Microblogging site Twitter is warning certain users via email that they may be potential targets of "state-sponsored" hackers, who may steal telephone numbers, email IDs, and Internet Protocol (IP) addresses. The email advises users to take precaution to protect their personal information and offers a link to information on Tor, a software that allows for anonymous communication on the internet.

According to Twitter, it is possible that the hacks may not have been targeting these users. "At this time, we have no evidence they obtained your account information, but we're actively investigating this matter.
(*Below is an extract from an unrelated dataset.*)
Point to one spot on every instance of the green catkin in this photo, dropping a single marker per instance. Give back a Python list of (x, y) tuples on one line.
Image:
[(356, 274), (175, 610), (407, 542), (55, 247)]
We wish we had more we could share, but we don't have any additional information we can provide at this time," says the email sent by the company.

A Canadian non-profit organisation Coldhak tweeted a copy of the email they received from Twitter:

State-sponsored cyber attacks have been in the limelight for a while now, with the most prominent case being that of an alleged North Korean government-backed group hacking into Sony pictures in 2014. Hackers had breached the company's computer network and leaked huge amounts of confidential information including the private emails and close to 100 terabyte of data prior to the release of the film The Interview, which was a parody of North Korea's supreme leader Kim Jong-un.

Similarly, the Syrian Electronic Army, a hacking group that supports the regime of President Bashar al-Assad, claimed responsibility for several cyber attacks in the past including those on the Twitter accounts of news outlets such as Onion, Associated Press, NPR, CBS, the Guardian and the BBC.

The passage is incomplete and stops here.